Cover image of “Liminal Figures” © The Floorplan
“Liminal
Figures,” an English-language anthology featuring interviews with 15 artists
and collectives working across changing cultural, geographic, and linguistic
contexts, has been published.
Co-published
by GYOPO and The Floorplan, the publication examines how a generation of
artists born in the 1980s and 1990s works within conditions of movement,
translation, and multiple forms of belonging.

Content from the book “Liminal Figures” © The Floorplan
Featured
artists include Jesse Chun, Johanna Hedva, Skye Jin, Lotus L. Kang, Cindy Ji
Hye Kim, YoungEun Kim, HaeAhn Paul Kwon Kajander, Heesoo Kwon, Hyeok Lee, Jeewi
Lee, Maia Ruth Lee, Na Mira, Gala Porras-Kim, TJ Shin, and Rachel Youn.
The
participating artists represent a broad range of migratory experiences and
affiliations, including Korean artists working internationally, diasporic
Korean artists, artists engaging questions of Korean identity and cultural
belonging, and a North Korean defector artist.

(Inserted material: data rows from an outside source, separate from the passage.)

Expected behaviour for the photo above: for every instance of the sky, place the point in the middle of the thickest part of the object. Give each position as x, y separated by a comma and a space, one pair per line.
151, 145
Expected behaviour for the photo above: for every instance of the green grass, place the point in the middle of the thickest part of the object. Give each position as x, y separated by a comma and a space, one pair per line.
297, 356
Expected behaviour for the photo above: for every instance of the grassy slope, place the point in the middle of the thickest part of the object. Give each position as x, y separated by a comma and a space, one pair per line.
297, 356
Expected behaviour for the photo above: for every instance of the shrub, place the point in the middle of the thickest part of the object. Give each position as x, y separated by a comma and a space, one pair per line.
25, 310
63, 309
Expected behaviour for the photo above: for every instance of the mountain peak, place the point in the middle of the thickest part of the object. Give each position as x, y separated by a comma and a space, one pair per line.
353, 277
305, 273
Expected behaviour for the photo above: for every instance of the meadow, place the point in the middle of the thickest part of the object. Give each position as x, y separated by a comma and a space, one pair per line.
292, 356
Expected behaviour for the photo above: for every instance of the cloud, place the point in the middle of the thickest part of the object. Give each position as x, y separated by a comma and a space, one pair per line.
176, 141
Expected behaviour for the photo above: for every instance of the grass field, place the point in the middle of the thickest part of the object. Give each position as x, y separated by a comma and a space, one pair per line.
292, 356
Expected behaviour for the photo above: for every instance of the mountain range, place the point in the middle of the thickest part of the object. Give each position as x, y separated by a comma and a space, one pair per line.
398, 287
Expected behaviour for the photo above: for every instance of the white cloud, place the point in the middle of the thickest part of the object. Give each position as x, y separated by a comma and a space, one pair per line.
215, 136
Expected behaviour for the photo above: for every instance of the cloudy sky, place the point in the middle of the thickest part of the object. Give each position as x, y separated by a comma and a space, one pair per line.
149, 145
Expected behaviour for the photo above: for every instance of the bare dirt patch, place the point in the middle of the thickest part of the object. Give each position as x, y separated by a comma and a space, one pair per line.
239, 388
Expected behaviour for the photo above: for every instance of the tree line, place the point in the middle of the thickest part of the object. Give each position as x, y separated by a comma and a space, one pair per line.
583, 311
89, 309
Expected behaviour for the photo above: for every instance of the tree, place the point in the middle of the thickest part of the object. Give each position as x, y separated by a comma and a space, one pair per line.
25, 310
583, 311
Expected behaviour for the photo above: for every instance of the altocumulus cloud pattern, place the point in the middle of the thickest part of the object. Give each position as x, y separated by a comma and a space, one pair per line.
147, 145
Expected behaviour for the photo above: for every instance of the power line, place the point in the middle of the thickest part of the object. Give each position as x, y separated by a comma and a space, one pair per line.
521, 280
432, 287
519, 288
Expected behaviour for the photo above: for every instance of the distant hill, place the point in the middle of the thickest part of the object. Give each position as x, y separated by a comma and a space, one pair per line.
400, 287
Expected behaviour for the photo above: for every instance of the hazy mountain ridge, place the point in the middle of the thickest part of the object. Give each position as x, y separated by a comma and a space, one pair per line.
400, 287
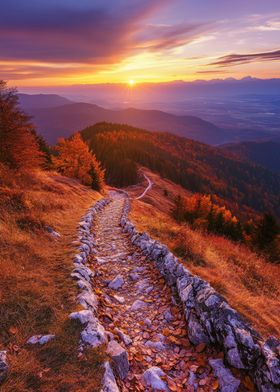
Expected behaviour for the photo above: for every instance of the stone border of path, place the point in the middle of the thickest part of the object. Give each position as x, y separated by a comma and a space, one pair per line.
210, 318
93, 333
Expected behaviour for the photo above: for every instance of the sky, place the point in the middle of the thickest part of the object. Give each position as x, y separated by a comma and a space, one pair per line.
68, 42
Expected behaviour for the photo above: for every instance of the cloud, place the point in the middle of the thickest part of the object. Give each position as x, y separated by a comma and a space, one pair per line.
62, 31
237, 59
165, 37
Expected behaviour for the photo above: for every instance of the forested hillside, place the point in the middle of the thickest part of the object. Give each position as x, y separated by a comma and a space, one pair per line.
264, 153
196, 166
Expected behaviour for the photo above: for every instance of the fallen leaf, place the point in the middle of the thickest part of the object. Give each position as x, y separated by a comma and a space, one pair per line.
215, 385
13, 330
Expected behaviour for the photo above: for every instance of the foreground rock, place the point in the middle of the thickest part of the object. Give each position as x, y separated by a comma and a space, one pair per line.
120, 359
152, 379
227, 382
109, 381
40, 339
3, 365
138, 304
116, 283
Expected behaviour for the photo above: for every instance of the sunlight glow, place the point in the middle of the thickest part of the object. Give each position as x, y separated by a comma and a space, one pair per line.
131, 83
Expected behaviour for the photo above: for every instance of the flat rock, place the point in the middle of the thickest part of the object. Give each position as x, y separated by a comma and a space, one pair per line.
134, 276
94, 334
119, 357
109, 381
227, 382
159, 346
116, 283
124, 337
152, 379
120, 299
84, 316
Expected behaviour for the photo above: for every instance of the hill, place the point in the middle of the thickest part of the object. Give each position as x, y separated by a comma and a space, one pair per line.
196, 166
264, 153
62, 120
37, 291
35, 101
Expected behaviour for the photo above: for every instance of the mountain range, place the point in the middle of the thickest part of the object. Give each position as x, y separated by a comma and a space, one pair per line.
194, 165
55, 116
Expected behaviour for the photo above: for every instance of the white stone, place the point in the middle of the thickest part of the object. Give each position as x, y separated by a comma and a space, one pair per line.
109, 381
119, 357
152, 379
84, 316
116, 283
94, 334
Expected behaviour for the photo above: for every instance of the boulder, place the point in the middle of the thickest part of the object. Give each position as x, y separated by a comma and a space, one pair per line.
227, 382
124, 337
116, 283
152, 379
138, 304
119, 357
94, 334
3, 365
84, 316
121, 300
109, 381
168, 315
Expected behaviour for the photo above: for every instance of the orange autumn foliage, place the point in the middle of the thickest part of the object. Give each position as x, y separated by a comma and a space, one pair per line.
19, 147
74, 159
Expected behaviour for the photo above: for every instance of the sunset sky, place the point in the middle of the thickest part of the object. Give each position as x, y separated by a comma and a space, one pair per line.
65, 42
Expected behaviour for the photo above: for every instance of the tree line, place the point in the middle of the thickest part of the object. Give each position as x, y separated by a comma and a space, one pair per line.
22, 149
261, 234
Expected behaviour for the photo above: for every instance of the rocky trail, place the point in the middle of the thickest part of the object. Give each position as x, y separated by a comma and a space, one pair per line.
140, 312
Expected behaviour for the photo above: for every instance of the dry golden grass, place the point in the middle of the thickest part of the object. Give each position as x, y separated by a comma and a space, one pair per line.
37, 292
246, 280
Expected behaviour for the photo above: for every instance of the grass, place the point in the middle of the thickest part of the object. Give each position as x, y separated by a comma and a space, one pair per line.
37, 292
247, 280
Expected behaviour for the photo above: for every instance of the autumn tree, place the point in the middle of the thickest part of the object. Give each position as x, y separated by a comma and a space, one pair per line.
74, 159
19, 147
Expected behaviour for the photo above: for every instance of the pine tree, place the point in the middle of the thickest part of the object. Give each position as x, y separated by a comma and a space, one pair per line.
19, 147
74, 159
97, 175
266, 231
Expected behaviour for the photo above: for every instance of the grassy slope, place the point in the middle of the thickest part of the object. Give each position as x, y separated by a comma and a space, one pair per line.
249, 283
37, 292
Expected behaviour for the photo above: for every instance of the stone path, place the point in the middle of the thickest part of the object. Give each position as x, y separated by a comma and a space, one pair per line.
140, 312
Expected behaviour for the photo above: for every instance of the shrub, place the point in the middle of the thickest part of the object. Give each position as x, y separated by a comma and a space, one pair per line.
19, 147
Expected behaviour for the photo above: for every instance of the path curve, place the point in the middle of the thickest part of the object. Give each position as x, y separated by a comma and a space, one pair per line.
143, 314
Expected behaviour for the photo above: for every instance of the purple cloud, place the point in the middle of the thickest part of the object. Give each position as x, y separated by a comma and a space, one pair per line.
237, 59
60, 32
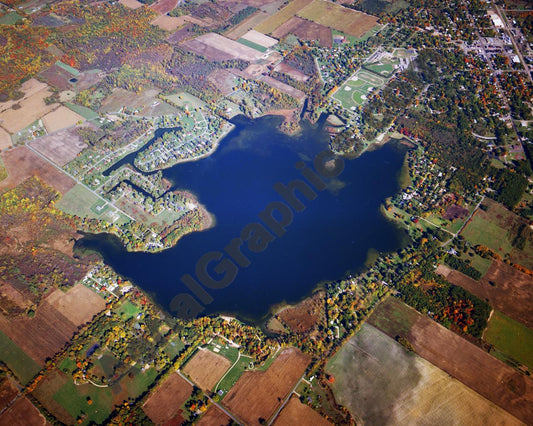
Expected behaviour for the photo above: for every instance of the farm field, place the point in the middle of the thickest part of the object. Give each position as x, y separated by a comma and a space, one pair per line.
342, 19
215, 47
55, 321
21, 163
61, 118
164, 403
258, 394
403, 387
206, 368
17, 360
295, 412
354, 91
22, 413
511, 338
505, 287
214, 416
274, 21
472, 366
5, 139
305, 30
491, 228
31, 109
61, 147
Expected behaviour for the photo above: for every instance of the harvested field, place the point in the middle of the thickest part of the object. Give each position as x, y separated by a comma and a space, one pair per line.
57, 76
242, 28
132, 4
285, 88
60, 119
297, 413
206, 368
31, 109
54, 323
403, 387
305, 316
505, 287
163, 405
258, 394
305, 30
215, 47
340, 18
61, 147
21, 163
169, 23
5, 140
260, 39
214, 416
22, 413
491, 378
274, 21
164, 6
8, 392
295, 74
79, 305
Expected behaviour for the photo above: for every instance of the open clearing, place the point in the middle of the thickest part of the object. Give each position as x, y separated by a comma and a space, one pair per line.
342, 19
383, 384
164, 403
61, 147
5, 140
215, 47
206, 368
274, 21
511, 338
305, 30
31, 109
472, 366
21, 163
22, 413
258, 394
60, 119
214, 416
297, 413
56, 319
505, 287
491, 227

Content from the book “Liminal Figures” © The Floorplan
Rather
than grouping these artists under a singular identity category, the publication
foregrounds how each practice negotiates different relationships to language,
migration, rupture, memory, and institutional structures through distinct
artistic vocabularies and methodologies.
The
publication is co-authored by Hyunjoo Byeon and Je Yun Moon, who developed the
project through sustained written dialogues with artists whose practices most
compellingly inhabit unstable and transitional positions.
Through
these exchanges, the authors explore how experiences of displacement and
boundary-crossing shape perception, language, materiality, and narrative form
within contemporary art.
The
collaboration with GYOPO further broadens this perspective by approaching
diaspora not as a singular narrative or unified identity, but as a complex and
layered spectrum shaped by different migration histories, cultural contexts,
ruptures, and possibilities.

Content from the book “Liminal Figures” © The Floorplan
Developed
as a continuation of the inquiry begun with “K-Artists” (2023)—the first
English-language anthology of interviews with forty-seven emerging Korean
artists—"Liminal Figures” does not seek to extend or reinforce a
categorical frame.
While “K-Artists”
questioned the collective classification of “Korean art” and the construction
of Korean identity through conversations with a younger generation of artists, “Liminal
Figures” expands this inquiry toward liminality itself: not as a stable
identity, but as a shifting condition continuously shaped through movement,
translation, contradiction, and coexistence.
In this
sense, the publication is more than an anthology of interviews. It offers a
critical record of how contemporary diasporic Korean artists connect language,
culture, history, and place to produce new artistic forms and experiences.
At the
same time, it questions conventional frameworks that classify artists according
to nationality or identity, opening toward expanded understandings of
Korean-ness and the possibilities that exist beyond it.
“Liminal
Figures” will be launched across three cities: Seoul (June 24), Los Angeles
(June 27), and Berlin (September 12).